Originally Posted By: CrvsCrx
For all?


2020 for the time being

Originally Posted By: Pipeline
If you had an alternate universe where Mac has Rosetta, it runs the same 32/64 bit apps on all updates n upgrades.
Would you get users complaining ?:
"WTF I went to run a 32 bit app and it worked, this is no good, I don't want this !"
"I upgraded and all the apps still worked, this is totally unacceptable, can we stop this from happening some way ?"
"I clicked on a ppc app and it ran, WTF is going on here, how do I stop this ?"

NO you wouldn't because that alternate universe would be heaven.

It's easy saying it's not a problem but if you are one of the many programmers that have to actually fix these issues all the time it's another story.
All these posts here and all the pressure is on the programmer !, NOT apple !
I think you guys should give the empathy to the programmer and copy paste all these post to the apple forum. You don't want to allow them to get away scot free from any of the responsibility.

It's not a football team rivalry where you say that team is bad this team is good, it's just truth.
How many of you have spoken out and said anything at all to apple rather than to me ? The more you speak up and tell the truth the more likely this will bring about change, sure you might get censored on fb or twitter but you've gotta try.


Thank you Pipeline. On one side, I think it's inevitable that Apple will need to remove certain functionality for future progress, like removing 32-bit support in Catalina and jumping from OS9 to OSX - imagine the coding nightmare if macOS still had compatibility with OS9 apps and earlier!
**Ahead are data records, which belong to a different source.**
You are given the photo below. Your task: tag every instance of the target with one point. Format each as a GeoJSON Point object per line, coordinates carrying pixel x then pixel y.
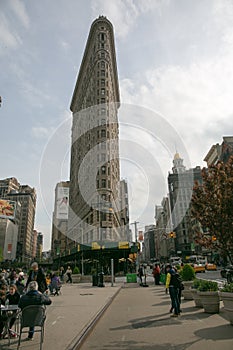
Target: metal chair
{"type": "Point", "coordinates": [32, 316]}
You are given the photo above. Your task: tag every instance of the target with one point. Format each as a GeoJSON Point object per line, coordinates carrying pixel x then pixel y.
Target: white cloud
{"type": "Point", "coordinates": [8, 38]}
{"type": "Point", "coordinates": [190, 97]}
{"type": "Point", "coordinates": [41, 132]}
{"type": "Point", "coordinates": [18, 7]}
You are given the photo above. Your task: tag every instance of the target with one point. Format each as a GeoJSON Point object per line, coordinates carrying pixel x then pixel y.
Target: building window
{"type": "Point", "coordinates": [103, 133]}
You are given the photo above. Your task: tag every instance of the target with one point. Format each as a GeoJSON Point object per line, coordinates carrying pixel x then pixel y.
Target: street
{"type": "Point", "coordinates": [139, 319]}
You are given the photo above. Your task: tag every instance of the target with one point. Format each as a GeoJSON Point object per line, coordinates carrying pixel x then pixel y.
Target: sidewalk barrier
{"type": "Point", "coordinates": [163, 278]}
{"type": "Point", "coordinates": [131, 278]}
On the other side, software developers like us have great difficulty when we have to chase down issues that crop up due to Apple "progress". Case in point - Apple made an update to their MobileDevice.framework in Mojave and High Sierra that automatically installs when an iPhone is plugged in, and the "update" removes all 32-bit functionality from that particular framework despite the fact that Mojave supports both 32 and 64-bit apps. This update causes BIAB 2018 and earlier to not start, and fixing it on our end requires a complete rewrite of BIAB as a 64-bit app (much like we did going into the 2019 version).

Realistically though, Apple isn't gonna change how they operate unless we all vote with our wallets, and I know most of us won't.

Last edited by Simon - PG Music; 02/10/21 10:47 AM.